Here’s another find-and-replace experiment with the Declaration of Independence: “That my children are, and of Right ought to be Free and Independent children; that they are Absolved from all Allegiance to the PlayStation 4, and that all political connection between them and video gaming consoles, is and ought to be totally dissolved….” Here, at the least, we’re not talking about altering the paleontology of homo erectus. Yet still the admonition fits the bill. Are kids today allegiant to technology? You betcha. Where else but school can one hear the Pledge of Allegiance? Thus, the irony isn’t lost on me that in that same environment students’ loyalty and obedience to tech is pervasive. Laptops are issued like textbooks. Homework is submitted online. Last week I refereed a Ph.D. candidate’s dissertation entitled “An Empirical Analysis of Perceptions towards the Impending Use of Artificial Intelligence in Higher Education Institutions.” I’ll translate: “Time to build robot teachers!” Honestly, that has already begun with many schools deploying artificial intelligence at the head of a class.
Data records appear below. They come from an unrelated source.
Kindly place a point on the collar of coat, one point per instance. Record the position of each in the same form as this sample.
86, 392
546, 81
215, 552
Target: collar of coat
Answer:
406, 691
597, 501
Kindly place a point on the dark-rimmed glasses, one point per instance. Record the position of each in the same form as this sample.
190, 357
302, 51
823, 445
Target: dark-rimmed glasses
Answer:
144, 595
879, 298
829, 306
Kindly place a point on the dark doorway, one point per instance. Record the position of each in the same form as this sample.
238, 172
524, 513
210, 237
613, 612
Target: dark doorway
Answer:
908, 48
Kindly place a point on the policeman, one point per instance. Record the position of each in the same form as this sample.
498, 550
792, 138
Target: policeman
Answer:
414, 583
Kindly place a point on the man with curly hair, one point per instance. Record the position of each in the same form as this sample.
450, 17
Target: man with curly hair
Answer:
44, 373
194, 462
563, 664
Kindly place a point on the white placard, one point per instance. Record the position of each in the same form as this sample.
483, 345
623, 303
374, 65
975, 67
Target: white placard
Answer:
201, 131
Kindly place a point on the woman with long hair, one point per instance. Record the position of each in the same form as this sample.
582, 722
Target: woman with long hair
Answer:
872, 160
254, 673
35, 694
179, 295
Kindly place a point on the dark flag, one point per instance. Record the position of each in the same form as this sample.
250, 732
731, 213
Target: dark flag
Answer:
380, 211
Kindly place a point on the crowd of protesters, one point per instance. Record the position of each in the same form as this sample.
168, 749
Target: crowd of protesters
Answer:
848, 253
During the Ph.D. student’s research he learned about a Georgia university that taught an entire online course via a COBOT, a COllaborative roBOT, which is distinguishable from a robot in a manner that doesn’t help us, here. It was a computer based on IBM’s Watson model that famously ruled Jeopardy! in 2011.
No one would ever say that Jefferson drafted the Declaration with technology in mind. He so eloquently and cogently crafted that guiding document as the basis of the American experience, primarily as against the rule of King George III. Whether you think that comparing colonial tyranny to the ever present onus of smartphones and other devices is apt, you have to admit that you, and most definitely your kids and grandchildren, can’t seem to go a day without bowing down, quite literally, to the screen. It is, I dare say, self-evident if you are a conscious observer of life. With that truism in mind, join me tomorrow in declaring your independence from technology. Look upward toward actual fireworks, not downward to the Fireworks Arcade app.
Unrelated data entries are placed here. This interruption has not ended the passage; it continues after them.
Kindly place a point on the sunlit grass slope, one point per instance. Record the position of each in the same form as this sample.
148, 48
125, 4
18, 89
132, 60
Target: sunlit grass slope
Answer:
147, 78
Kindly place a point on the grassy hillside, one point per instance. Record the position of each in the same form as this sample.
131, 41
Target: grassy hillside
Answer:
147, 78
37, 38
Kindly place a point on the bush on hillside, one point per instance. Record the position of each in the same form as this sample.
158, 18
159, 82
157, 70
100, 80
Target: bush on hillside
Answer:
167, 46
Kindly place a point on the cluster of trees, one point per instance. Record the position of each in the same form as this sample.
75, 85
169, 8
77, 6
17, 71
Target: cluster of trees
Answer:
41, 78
Comparing our dependence on tech to the Laws of Nature that compelled the Founding Fathers to break free from Britain may seem misplaced, inappropriate even. And, in spite of that, I will share the closing sentence of the Declaration without supplanting any language, though you might see how it comes close to applying to my challenge anyway.
“And for the support of this Declaration, with a firm reliance on the protection of divine Providence, we mutually pledge to each other our Lives, our Fortunes and our sacred Honor.”